Kendisine benzetilen öğe ile yapılır. Benzeyen öğe kullanılmaz.

Gökyüzünün kandilleri (yıldız) yanmıştı
Bir med zamanı gökyüzü kurşunla (bulut) örtülü
Havada bir dost eli (rüzgâr) okşuyor tenimizi
Doya doya sevemedim kuzumu (çocuk)

Bir gün gelecek sen de perişan olacaksın
Ey gonca (sevgili) bu cemiyeti her dem mi sanırsın

İki kapılı bir handa
Gidiyorum gündüz gece”

Aslanlarımız bu maçta da iyi mücadele etti.

B) KAPALI İSTİARE

Benzeyen öğe ile yapılır, kendisine benzetilen söylenmez. Ama benzerlik yönü ya söylenir ya da anlaşılır.

Her kapalı istiarede aynı zamanda bir teşhis sanatı görülür.

Boynu bükük adalar tanıyor sanki bizi. (insan; boynu bükük, tanıyor)

Yüce dağların başında
Salkım salkım olan bulut (üzüm; salkım salkım)

Ahmet, kükreyerek rakibinin üzerine saldırdı. (aslan; kükreyerek)
Bükün boynunuzu bayraklar bükün. (insan; bükün boynunuzu)
Çamlar hüzünlü, yollara düşmüş söğüt çınar (insan; hüzünlü, yollara düşmüş)
Yedi yıl süren hikâyemizi dinlemiş ihtiyar çınardan. (insan; ihtiyar)

C. YAYGIN İSTİARE

Benzeyenle kendisine benzetilen arasındaki birden çok benzerlik ilgisi sırasıyla anlatılarak benzetme yapılırsa buna yaygın istiare (temsili istiare) denir. Ama iki unsurda biri söylenir. Bu yönüyle yaygın benzetmeden ayırt edilir.

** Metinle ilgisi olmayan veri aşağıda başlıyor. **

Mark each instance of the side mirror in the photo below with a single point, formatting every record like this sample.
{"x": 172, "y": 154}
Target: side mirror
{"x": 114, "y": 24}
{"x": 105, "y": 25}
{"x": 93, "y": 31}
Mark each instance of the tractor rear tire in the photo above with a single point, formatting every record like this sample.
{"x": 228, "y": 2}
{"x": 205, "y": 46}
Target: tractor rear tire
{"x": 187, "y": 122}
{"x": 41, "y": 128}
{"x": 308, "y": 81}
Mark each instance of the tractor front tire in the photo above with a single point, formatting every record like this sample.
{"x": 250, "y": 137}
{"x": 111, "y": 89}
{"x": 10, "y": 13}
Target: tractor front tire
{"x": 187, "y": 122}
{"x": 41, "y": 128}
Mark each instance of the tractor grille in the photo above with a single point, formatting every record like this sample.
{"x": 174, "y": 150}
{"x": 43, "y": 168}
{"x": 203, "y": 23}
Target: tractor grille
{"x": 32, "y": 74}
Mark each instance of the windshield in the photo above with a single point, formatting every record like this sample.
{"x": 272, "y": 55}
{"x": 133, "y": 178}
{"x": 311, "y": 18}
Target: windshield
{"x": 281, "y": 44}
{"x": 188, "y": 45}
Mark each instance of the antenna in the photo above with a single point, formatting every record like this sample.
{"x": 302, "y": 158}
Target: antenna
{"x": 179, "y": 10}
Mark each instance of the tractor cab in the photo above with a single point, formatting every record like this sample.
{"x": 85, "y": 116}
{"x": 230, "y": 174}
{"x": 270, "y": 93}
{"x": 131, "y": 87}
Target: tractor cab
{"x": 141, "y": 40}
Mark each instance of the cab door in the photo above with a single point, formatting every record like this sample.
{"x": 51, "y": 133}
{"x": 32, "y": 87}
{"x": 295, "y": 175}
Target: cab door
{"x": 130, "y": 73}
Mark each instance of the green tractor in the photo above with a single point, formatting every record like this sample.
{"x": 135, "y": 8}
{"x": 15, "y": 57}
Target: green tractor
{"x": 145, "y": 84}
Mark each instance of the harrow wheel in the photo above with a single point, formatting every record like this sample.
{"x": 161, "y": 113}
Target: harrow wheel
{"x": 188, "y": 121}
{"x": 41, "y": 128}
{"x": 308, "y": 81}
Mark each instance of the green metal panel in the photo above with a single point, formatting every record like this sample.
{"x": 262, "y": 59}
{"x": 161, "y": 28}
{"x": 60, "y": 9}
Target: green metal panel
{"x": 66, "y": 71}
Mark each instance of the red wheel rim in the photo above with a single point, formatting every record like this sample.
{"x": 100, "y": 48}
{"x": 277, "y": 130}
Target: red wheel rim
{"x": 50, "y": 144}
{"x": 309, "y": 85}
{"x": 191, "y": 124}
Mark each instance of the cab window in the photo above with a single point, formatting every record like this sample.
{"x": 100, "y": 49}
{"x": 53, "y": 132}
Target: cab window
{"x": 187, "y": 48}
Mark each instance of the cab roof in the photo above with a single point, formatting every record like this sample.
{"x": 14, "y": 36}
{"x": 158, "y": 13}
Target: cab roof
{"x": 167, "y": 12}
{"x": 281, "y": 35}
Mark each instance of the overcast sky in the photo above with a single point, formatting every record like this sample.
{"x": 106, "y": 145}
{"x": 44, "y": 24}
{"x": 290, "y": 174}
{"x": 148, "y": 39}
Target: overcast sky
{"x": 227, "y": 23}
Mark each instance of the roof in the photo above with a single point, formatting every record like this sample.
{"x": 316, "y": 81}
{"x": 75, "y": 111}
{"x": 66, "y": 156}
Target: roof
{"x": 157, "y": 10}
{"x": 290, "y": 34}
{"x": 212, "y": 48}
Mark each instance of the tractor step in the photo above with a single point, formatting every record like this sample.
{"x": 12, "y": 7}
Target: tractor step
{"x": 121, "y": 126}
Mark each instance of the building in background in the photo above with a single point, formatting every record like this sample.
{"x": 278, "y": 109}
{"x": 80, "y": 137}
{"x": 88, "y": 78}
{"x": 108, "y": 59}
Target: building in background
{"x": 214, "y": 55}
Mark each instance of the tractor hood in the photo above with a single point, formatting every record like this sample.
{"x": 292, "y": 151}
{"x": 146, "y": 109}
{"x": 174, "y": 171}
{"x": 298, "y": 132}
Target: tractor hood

Artık demir almak günü gelmişse zamandan
Meçhule giden bir gemi kalkar bu limandan
Hiç yolcusu yokmuş gibi sessizce alır yol
Sallanmaz o kalkışta ne mendil ne de bir kol.

Burada insan (ruh) bir "sessiz gemi"ye benzetilmiş, dünya da bir "liman" olarak değerlendirilmiştir.